ATLANTA (AP) - A day before the nation’s annual holiday celebrating life of the Rev. Martin Luther King Jr., Sen.-elect Raphael Warnock of Georgia returned to the pulpit at the church that was King’s spiritual home, calling for the nation to adhere to “God’s vision of equity.”
Warnock’s wide-ranging holiday message included a tribute to King and a remembrance of his last days organizing an anti-poverty crusade before he was gunned down in Memphis, Tennessee, in 1968.
“The tragedy is that the minimum wage had more purchasing power in 1968 than the minimum wage does in 2021,” he said at one point.
Warnock decried the pain and death of the COVID-19 pandemic. And he called the Jan. 6 attack on the Capitol by supporters of President Donald Trump, “an unthinkable attack on the very house of the people by those who are driven by the worst impulses, stirred up by demagogues.”

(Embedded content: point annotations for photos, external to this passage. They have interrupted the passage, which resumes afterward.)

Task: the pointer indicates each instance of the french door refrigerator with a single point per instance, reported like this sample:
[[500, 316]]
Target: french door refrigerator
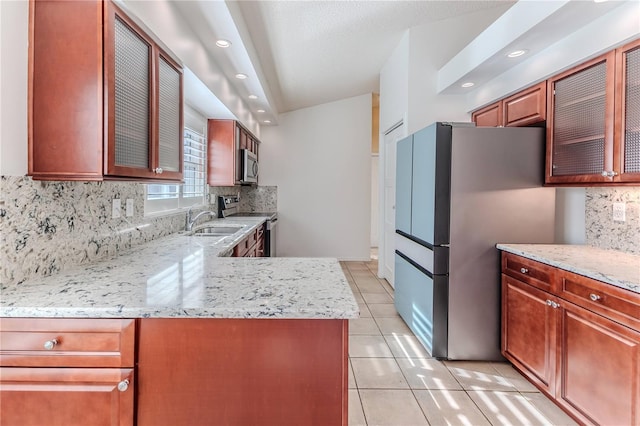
[[460, 190]]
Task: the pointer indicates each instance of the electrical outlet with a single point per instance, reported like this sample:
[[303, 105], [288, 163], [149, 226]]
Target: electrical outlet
[[115, 208], [619, 212]]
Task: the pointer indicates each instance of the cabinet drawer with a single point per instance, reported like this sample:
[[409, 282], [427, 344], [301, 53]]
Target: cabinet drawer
[[67, 396], [529, 271], [616, 303], [69, 342]]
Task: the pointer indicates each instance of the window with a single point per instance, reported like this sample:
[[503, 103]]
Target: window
[[161, 198]]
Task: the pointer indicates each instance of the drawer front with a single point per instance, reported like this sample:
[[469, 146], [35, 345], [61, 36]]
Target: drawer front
[[44, 342], [616, 303], [529, 271], [67, 396]]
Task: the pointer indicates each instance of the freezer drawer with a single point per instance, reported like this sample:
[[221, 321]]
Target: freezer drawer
[[421, 301]]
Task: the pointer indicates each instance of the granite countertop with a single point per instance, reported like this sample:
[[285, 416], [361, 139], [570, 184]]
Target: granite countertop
[[189, 277], [610, 266]]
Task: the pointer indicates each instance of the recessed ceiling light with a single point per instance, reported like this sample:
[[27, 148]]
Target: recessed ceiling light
[[516, 53]]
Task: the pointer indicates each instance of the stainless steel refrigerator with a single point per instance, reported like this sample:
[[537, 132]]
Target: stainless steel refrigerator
[[460, 190]]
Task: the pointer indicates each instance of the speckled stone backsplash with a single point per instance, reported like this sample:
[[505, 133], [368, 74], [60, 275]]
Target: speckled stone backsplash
[[48, 226], [252, 198], [601, 230]]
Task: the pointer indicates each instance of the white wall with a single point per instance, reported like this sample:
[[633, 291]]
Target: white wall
[[394, 86], [612, 29], [320, 160], [375, 200], [14, 22], [601, 35]]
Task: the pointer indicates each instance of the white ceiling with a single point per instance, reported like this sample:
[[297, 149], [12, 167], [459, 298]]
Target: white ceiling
[[314, 52], [304, 53]]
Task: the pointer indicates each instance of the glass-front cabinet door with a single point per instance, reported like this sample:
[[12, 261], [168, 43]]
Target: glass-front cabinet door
[[580, 126], [144, 103], [628, 112]]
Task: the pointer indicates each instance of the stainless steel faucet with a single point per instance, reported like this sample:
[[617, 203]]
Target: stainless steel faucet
[[191, 222]]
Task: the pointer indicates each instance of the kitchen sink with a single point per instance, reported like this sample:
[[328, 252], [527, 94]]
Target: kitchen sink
[[216, 231]]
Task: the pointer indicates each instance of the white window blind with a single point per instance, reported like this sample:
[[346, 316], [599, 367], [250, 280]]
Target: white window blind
[[161, 198]]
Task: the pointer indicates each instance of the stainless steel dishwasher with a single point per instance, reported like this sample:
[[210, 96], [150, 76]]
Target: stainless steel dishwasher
[[229, 205]]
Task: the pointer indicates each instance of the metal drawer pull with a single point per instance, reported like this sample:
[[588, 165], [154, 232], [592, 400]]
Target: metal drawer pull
[[123, 385], [553, 304], [50, 344]]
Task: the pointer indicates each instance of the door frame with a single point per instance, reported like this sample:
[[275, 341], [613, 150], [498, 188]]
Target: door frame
[[401, 123]]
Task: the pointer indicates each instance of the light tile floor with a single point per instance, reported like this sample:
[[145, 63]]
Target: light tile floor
[[393, 381]]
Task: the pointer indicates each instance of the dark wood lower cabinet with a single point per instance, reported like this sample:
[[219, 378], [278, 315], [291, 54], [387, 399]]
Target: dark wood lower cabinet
[[242, 372], [530, 333], [66, 397], [586, 361], [600, 372]]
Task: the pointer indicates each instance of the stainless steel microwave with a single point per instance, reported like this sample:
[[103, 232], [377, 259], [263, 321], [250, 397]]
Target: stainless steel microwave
[[249, 162]]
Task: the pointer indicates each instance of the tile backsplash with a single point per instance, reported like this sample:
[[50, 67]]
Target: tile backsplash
[[601, 230], [48, 226]]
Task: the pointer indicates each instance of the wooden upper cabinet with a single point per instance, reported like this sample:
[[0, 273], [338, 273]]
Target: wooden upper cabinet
[[223, 152], [580, 123], [106, 102], [526, 107], [489, 116], [521, 109], [627, 116], [225, 140]]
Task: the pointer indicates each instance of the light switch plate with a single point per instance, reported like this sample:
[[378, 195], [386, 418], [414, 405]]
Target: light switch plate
[[619, 212], [115, 208]]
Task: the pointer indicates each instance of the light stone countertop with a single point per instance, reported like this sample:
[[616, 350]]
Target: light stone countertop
[[182, 276], [610, 266]]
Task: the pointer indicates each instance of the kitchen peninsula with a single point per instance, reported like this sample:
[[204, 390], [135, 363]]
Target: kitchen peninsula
[[172, 333]]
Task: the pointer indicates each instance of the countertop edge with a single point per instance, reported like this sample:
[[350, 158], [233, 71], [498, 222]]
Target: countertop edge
[[522, 250]]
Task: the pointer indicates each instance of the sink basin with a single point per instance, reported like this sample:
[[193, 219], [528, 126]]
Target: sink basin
[[216, 231]]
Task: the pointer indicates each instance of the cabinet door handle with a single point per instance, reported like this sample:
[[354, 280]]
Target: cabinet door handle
[[553, 304], [123, 385], [50, 344]]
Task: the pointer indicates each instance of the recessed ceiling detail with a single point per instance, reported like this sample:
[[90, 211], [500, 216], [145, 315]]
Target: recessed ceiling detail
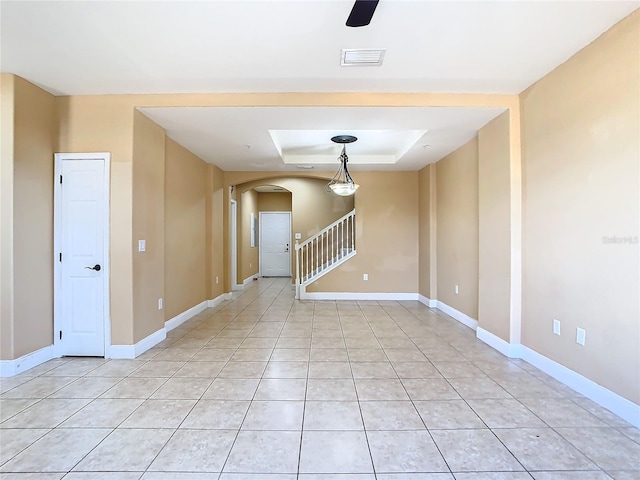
[[374, 147], [389, 138]]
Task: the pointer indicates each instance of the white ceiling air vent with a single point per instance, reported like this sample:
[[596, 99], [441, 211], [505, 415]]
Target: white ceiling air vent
[[361, 57]]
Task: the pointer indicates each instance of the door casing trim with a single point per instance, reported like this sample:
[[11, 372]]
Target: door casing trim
[[57, 245], [260, 217]]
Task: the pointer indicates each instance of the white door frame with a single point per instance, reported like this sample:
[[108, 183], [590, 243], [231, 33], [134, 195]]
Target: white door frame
[[233, 247], [57, 246], [260, 230]]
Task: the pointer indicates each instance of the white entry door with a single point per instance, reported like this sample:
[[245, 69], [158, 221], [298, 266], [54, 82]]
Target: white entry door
[[275, 244], [82, 260]]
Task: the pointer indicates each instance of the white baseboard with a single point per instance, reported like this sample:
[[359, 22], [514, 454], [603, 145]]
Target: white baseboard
[[622, 407], [510, 350], [133, 351], [427, 301], [250, 279], [357, 296], [9, 368], [184, 316], [463, 318], [218, 300]]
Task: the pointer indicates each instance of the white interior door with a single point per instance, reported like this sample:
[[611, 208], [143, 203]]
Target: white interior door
[[275, 240], [82, 238]]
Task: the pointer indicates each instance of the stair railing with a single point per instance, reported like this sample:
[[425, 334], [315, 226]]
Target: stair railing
[[327, 247]]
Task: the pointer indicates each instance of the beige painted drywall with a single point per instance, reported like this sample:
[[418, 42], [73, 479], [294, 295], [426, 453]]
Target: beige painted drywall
[[35, 131], [274, 201], [386, 237], [105, 124], [7, 83], [457, 233], [247, 254], [427, 223], [215, 233], [494, 228], [581, 147], [148, 224], [185, 229]]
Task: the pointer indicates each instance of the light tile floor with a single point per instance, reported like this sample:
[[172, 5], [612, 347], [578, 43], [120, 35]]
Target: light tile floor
[[266, 387]]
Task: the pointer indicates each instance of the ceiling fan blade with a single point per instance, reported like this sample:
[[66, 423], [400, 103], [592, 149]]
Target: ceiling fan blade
[[361, 13]]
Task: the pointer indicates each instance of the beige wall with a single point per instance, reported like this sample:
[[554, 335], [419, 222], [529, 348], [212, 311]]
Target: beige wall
[[105, 124], [494, 228], [274, 201], [216, 258], [427, 225], [148, 224], [386, 237], [457, 235], [186, 194], [247, 255], [7, 83], [27, 272], [581, 166]]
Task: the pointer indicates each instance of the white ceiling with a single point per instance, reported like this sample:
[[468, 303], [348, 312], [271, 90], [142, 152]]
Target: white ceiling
[[239, 138], [473, 46]]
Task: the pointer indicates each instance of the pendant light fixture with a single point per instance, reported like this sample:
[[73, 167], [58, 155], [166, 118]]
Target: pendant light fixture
[[342, 184]]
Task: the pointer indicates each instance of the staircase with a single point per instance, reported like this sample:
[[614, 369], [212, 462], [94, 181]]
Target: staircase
[[321, 253]]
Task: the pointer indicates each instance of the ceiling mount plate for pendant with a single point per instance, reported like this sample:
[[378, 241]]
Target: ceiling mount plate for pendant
[[343, 139]]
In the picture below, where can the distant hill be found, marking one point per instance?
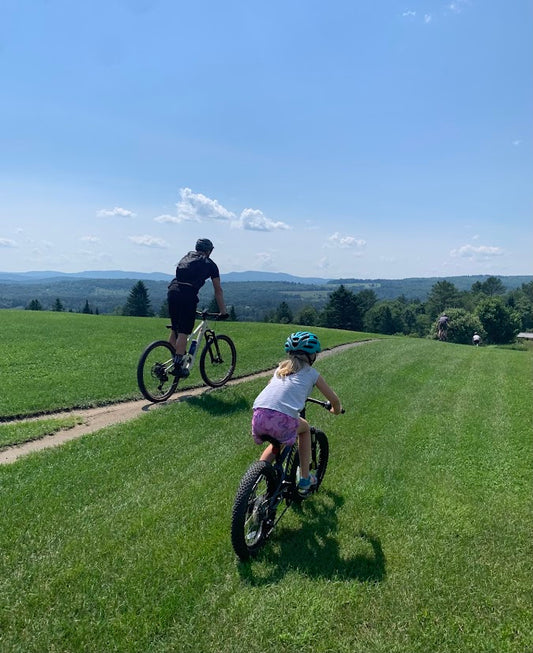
(39, 276)
(270, 276)
(252, 294)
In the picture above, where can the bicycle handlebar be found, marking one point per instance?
(325, 404)
(215, 316)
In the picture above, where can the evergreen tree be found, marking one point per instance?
(163, 311)
(500, 322)
(308, 316)
(443, 295)
(491, 286)
(284, 314)
(342, 311)
(213, 305)
(138, 303)
(379, 319)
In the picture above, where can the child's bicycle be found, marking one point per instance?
(266, 486)
(155, 370)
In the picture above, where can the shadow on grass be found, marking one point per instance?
(313, 549)
(217, 406)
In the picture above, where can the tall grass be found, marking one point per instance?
(419, 540)
(52, 361)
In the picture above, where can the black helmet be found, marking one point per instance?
(204, 245)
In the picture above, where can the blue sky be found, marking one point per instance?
(341, 139)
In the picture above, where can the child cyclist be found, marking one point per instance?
(276, 410)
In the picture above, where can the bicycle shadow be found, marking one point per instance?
(213, 405)
(313, 549)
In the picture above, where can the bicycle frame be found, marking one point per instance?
(200, 332)
(283, 461)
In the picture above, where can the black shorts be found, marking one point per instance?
(182, 303)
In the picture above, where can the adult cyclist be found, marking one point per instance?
(191, 273)
(443, 327)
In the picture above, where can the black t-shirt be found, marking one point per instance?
(194, 269)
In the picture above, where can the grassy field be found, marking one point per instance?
(51, 361)
(419, 541)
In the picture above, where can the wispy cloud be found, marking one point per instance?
(149, 241)
(166, 218)
(117, 211)
(483, 252)
(195, 207)
(255, 220)
(457, 6)
(199, 208)
(337, 240)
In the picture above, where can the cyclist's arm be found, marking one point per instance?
(329, 394)
(219, 295)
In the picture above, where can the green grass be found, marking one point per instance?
(419, 541)
(18, 432)
(52, 361)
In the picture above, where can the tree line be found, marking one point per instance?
(487, 308)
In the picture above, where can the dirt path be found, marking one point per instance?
(102, 416)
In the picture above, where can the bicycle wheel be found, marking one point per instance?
(317, 464)
(154, 372)
(252, 517)
(217, 361)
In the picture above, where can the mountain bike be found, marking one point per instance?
(156, 375)
(265, 487)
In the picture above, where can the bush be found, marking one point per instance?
(500, 322)
(461, 326)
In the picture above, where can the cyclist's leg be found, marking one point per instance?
(304, 446)
(277, 425)
(182, 311)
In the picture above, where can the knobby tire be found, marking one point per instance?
(154, 377)
(251, 520)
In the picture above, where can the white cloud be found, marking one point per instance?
(480, 253)
(344, 242)
(255, 220)
(197, 208)
(165, 218)
(457, 6)
(110, 213)
(264, 259)
(149, 241)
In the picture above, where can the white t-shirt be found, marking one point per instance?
(287, 394)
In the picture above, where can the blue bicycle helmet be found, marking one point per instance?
(303, 341)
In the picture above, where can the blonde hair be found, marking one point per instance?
(296, 362)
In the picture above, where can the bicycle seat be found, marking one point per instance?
(275, 443)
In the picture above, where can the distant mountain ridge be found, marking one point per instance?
(250, 275)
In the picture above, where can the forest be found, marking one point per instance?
(494, 308)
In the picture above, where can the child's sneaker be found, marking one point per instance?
(305, 485)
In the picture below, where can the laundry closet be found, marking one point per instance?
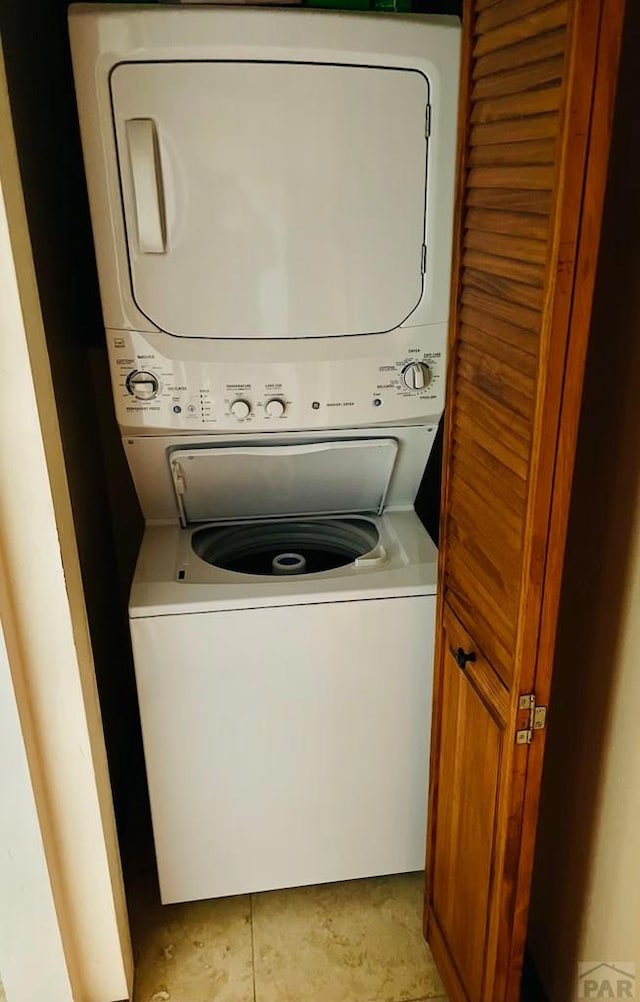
(251, 462)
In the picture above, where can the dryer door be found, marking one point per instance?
(272, 199)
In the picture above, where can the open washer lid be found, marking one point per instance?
(318, 478)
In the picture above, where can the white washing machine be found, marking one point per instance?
(283, 666)
(271, 201)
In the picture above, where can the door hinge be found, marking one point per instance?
(537, 718)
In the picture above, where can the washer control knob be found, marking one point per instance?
(274, 408)
(417, 376)
(142, 385)
(240, 409)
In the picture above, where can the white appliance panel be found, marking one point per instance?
(105, 36)
(265, 480)
(276, 744)
(183, 388)
(272, 199)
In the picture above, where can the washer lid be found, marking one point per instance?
(320, 478)
(272, 199)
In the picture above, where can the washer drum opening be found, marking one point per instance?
(260, 548)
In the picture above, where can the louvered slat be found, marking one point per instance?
(518, 52)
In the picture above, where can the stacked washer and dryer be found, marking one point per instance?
(271, 200)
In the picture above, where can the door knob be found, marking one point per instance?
(463, 656)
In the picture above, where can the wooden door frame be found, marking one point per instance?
(596, 37)
(569, 371)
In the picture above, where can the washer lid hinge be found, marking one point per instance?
(537, 718)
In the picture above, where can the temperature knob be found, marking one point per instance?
(240, 409)
(274, 408)
(142, 385)
(417, 376)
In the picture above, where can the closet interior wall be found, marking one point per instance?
(107, 521)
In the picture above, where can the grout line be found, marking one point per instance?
(252, 945)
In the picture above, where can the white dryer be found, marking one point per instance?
(282, 656)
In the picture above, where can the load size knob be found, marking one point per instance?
(417, 376)
(274, 407)
(240, 409)
(142, 385)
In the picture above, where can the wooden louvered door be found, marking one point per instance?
(537, 97)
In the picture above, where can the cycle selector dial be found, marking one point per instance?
(417, 376)
(142, 385)
(240, 409)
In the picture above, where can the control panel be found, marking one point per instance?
(154, 392)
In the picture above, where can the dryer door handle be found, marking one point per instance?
(148, 194)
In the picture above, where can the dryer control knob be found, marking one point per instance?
(274, 408)
(142, 385)
(417, 376)
(240, 409)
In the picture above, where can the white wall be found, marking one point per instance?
(27, 906)
(49, 647)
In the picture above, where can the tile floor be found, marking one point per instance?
(353, 942)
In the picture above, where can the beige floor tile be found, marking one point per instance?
(196, 952)
(354, 942)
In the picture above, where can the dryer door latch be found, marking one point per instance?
(537, 718)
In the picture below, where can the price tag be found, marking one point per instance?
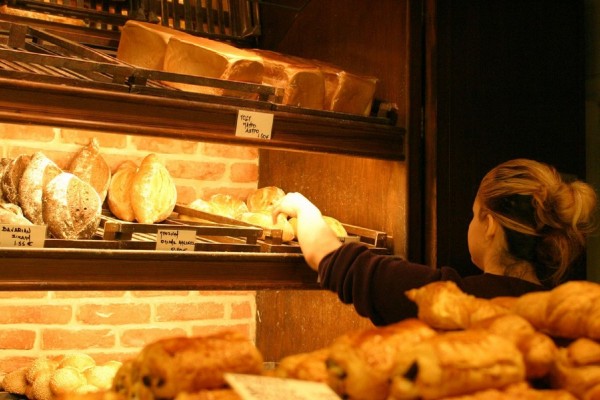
(175, 240)
(252, 124)
(255, 387)
(22, 236)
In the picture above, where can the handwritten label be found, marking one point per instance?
(22, 236)
(255, 387)
(175, 240)
(252, 124)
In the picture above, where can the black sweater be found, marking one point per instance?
(376, 283)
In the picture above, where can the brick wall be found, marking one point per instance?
(114, 325)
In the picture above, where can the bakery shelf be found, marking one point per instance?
(52, 88)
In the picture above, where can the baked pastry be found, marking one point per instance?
(265, 221)
(12, 176)
(72, 207)
(570, 310)
(167, 367)
(264, 199)
(361, 364)
(456, 363)
(442, 305)
(119, 191)
(40, 170)
(153, 191)
(89, 166)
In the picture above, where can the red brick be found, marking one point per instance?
(38, 314)
(244, 172)
(228, 151)
(189, 312)
(202, 171)
(83, 138)
(17, 339)
(140, 337)
(113, 314)
(27, 132)
(77, 339)
(241, 310)
(164, 145)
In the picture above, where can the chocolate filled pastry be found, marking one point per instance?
(456, 363)
(167, 367)
(360, 365)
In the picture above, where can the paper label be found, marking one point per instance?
(252, 124)
(22, 236)
(175, 240)
(255, 387)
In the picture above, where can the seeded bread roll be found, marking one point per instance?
(72, 208)
(153, 191)
(36, 176)
(12, 176)
(119, 191)
(89, 166)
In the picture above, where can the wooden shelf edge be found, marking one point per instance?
(91, 109)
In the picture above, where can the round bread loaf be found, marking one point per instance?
(265, 221)
(264, 199)
(12, 176)
(36, 176)
(119, 191)
(153, 191)
(89, 166)
(72, 208)
(227, 205)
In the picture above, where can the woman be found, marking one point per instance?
(528, 228)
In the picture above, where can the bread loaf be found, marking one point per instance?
(119, 191)
(89, 166)
(40, 170)
(12, 176)
(72, 207)
(153, 191)
(198, 56)
(302, 81)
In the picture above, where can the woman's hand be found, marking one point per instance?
(315, 237)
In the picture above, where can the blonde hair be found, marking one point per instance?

Election victories over incumbent Republicans by Democrats Jon Ossoff and Warnock in Georgia ensured a 50-50 Senate split, positioning Vice President-elect Kamala Harris as the tie-breaking vote for Democratic control. But Ossoff and Warnock cannot join the chamber until Georgia Secretary of State Brad Raffensperger certifies the final vote tally. Raffensperger, a Republican, has said he could act as soon as Tuesday.
Warnock didn’t mention the outgoing president by name in his sermon but included clear criticisms of Trump as he named “crooked places” that he said God seeks to make straight. “You don’t like the facts? Just create some ‘alternative facts,’” Warnock said, referencing a term once used by a former Trump aide. “Just exchange science for fiction, or your own imagination.”